There are many other areas to trim the Pfizer Phat.
Need to make the call to HR, but was waiting for the phones to die down.
Have you heard anything, Kenatpharma?
When companies become little more than traveling salesmen of the 1800's selling elixir's that may or may not be harmful, and may or may not be beneficial, they have chosen to reduce their stature to the model they've chosen. When they operate as transient day laborers, they should be treated as such.
Since they have not made any effort to avoid that kind of portrayal, and operate in every case to reinforce that portrayal of their corporate personality, they should be thought of as having that corporate personality. The proof is in the performance chosen, and that taken.

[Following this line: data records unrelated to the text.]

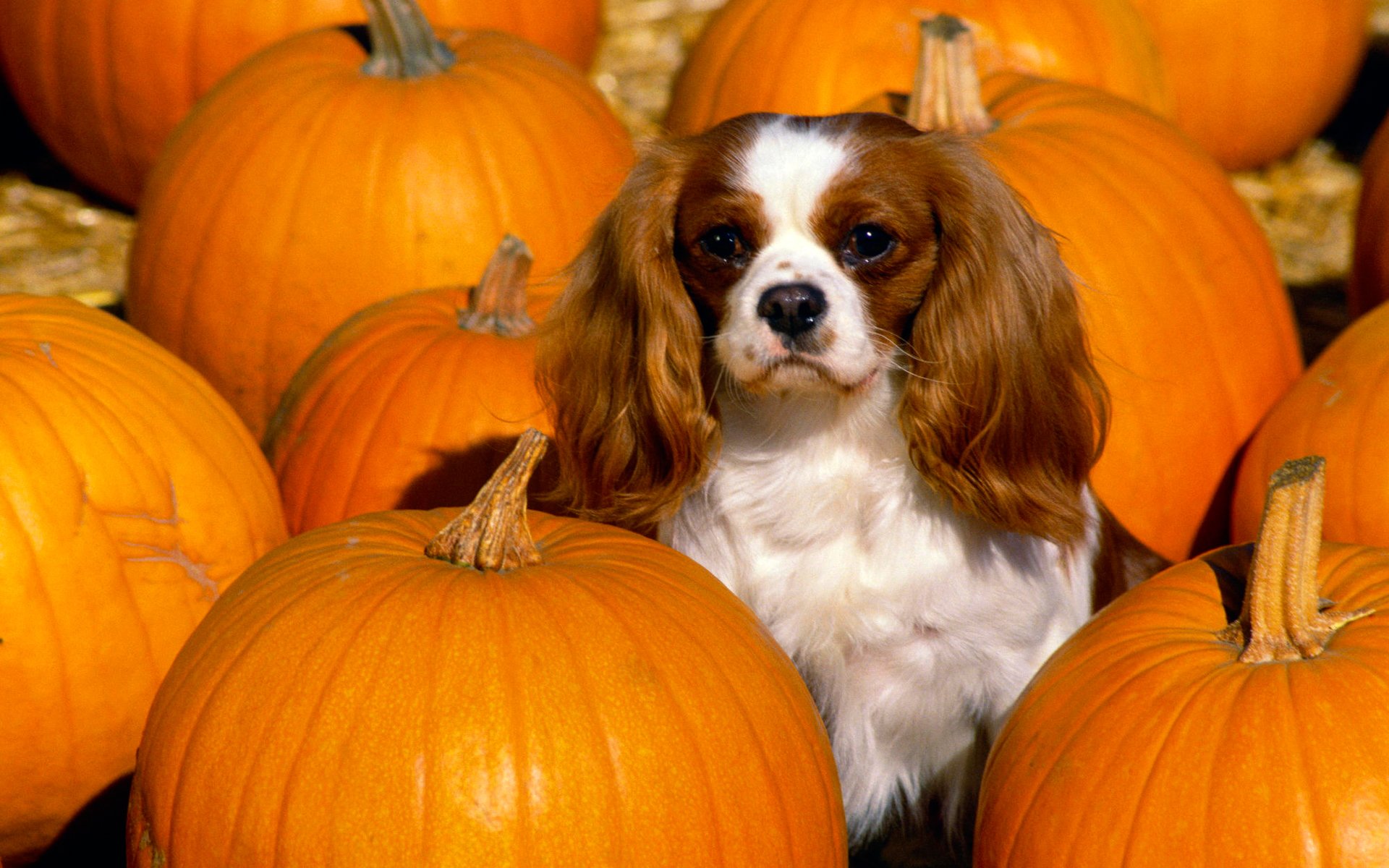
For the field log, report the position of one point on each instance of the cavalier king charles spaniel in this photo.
(835, 362)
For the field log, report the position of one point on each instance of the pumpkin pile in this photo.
(320, 176)
(129, 499)
(1231, 707)
(488, 688)
(413, 401)
(104, 82)
(232, 534)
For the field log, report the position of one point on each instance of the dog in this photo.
(835, 362)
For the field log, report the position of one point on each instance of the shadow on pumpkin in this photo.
(95, 838)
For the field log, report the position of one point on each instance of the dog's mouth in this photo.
(797, 370)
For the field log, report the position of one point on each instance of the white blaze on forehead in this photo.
(789, 169)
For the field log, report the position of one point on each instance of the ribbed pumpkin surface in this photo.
(1188, 320)
(1252, 81)
(303, 191)
(611, 706)
(129, 498)
(824, 57)
(106, 81)
(1339, 409)
(402, 407)
(1145, 742)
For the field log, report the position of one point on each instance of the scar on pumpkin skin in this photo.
(1330, 383)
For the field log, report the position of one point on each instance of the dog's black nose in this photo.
(792, 309)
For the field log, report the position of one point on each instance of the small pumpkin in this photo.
(489, 688)
(1369, 284)
(312, 185)
(1170, 267)
(1233, 707)
(818, 57)
(104, 82)
(129, 499)
(1338, 409)
(1253, 81)
(410, 403)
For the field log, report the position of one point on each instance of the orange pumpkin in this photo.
(1186, 315)
(412, 403)
(1252, 81)
(104, 82)
(823, 57)
(129, 498)
(534, 691)
(1369, 282)
(1338, 409)
(1182, 727)
(309, 187)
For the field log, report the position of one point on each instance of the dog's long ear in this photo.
(1006, 413)
(620, 362)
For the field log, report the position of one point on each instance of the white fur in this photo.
(914, 626)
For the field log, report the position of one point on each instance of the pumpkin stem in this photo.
(945, 93)
(496, 305)
(1284, 617)
(403, 43)
(492, 532)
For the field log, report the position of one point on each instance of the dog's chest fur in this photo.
(914, 626)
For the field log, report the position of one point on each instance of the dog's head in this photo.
(789, 255)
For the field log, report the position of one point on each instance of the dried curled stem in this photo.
(496, 305)
(1284, 616)
(492, 534)
(403, 43)
(946, 89)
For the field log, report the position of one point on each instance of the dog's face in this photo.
(806, 249)
(806, 256)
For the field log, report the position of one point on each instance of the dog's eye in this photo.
(867, 242)
(724, 243)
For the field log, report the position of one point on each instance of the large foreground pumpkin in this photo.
(309, 187)
(1252, 81)
(534, 691)
(1184, 727)
(824, 57)
(106, 81)
(129, 498)
(1189, 323)
(1339, 409)
(412, 403)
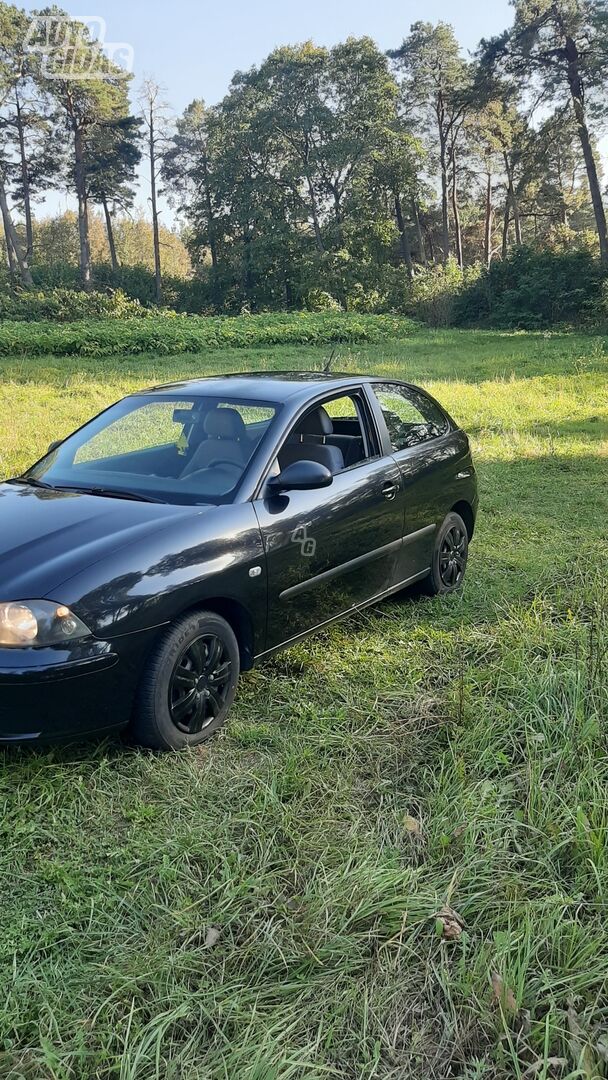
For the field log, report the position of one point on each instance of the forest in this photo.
(458, 189)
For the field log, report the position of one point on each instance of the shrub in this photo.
(531, 289)
(67, 305)
(434, 293)
(171, 334)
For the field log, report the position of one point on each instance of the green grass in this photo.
(427, 752)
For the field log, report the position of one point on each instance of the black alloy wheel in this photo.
(453, 556)
(188, 684)
(449, 556)
(200, 684)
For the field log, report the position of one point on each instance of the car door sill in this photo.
(347, 611)
(354, 564)
(336, 571)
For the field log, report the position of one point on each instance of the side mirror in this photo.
(300, 476)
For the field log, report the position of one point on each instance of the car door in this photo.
(426, 448)
(329, 549)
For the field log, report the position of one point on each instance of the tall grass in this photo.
(428, 753)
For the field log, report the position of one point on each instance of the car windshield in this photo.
(173, 449)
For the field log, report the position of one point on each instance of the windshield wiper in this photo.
(31, 482)
(109, 493)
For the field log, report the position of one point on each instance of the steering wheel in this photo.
(223, 461)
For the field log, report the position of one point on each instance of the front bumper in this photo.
(57, 692)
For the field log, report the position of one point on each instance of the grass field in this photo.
(427, 753)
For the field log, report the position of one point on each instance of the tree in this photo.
(436, 85)
(188, 171)
(112, 158)
(85, 104)
(156, 112)
(561, 48)
(11, 37)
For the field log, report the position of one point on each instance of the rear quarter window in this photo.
(410, 417)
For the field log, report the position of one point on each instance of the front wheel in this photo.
(189, 683)
(450, 554)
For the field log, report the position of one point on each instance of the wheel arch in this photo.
(465, 511)
(238, 617)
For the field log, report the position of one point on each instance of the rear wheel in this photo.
(450, 554)
(189, 683)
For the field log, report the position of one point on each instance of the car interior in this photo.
(201, 448)
(334, 442)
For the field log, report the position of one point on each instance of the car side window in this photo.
(335, 432)
(410, 417)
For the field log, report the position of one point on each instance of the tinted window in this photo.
(410, 417)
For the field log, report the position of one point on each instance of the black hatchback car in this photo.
(191, 529)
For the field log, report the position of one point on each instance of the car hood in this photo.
(48, 536)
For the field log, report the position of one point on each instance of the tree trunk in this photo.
(80, 174)
(314, 210)
(404, 239)
(247, 269)
(11, 260)
(513, 200)
(456, 212)
(25, 184)
(488, 223)
(505, 224)
(212, 235)
(445, 217)
(12, 238)
(110, 231)
(577, 93)
(153, 200)
(416, 217)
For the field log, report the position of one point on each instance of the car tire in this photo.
(450, 553)
(188, 685)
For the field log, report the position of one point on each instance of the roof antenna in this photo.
(327, 368)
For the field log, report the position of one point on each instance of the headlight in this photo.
(39, 622)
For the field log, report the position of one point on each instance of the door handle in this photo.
(390, 489)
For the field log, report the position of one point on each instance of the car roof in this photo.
(265, 386)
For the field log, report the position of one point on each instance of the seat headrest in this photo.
(225, 423)
(316, 422)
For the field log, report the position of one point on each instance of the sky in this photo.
(193, 49)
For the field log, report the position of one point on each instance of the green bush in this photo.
(67, 305)
(171, 334)
(434, 293)
(531, 289)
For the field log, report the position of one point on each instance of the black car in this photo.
(191, 529)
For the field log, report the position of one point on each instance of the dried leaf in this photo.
(448, 923)
(558, 1064)
(411, 825)
(581, 1048)
(503, 995)
(212, 936)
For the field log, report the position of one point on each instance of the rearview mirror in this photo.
(300, 476)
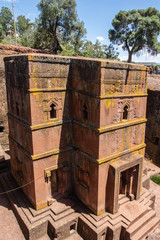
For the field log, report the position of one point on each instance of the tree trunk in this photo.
(56, 45)
(129, 56)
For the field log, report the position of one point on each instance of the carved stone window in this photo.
(85, 112)
(53, 111)
(1, 129)
(125, 112)
(17, 108)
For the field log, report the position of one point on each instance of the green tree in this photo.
(6, 19)
(57, 23)
(23, 24)
(98, 51)
(136, 30)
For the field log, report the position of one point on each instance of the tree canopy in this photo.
(6, 20)
(23, 24)
(58, 22)
(136, 30)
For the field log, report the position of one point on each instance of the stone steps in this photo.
(145, 229)
(137, 225)
(123, 199)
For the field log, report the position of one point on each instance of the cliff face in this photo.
(153, 116)
(6, 50)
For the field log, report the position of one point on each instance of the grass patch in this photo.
(156, 179)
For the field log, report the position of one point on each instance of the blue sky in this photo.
(96, 14)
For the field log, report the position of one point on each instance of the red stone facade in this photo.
(76, 125)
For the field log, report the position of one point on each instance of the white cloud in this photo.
(100, 38)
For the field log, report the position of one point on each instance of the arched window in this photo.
(52, 111)
(17, 108)
(125, 112)
(85, 113)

Congress should also take note of their chosen profile with respect to public welfare and taxpayer support. Why should they be given deference that is undeserved? Transient daylabor is little more than hobo-tech, here today, and gone tomorrow, and sometimes stealing in the process, and causing unnecessary harm. Companies that operate like gangs of hobos huddled around their man-made fire don't deserve more respect than that.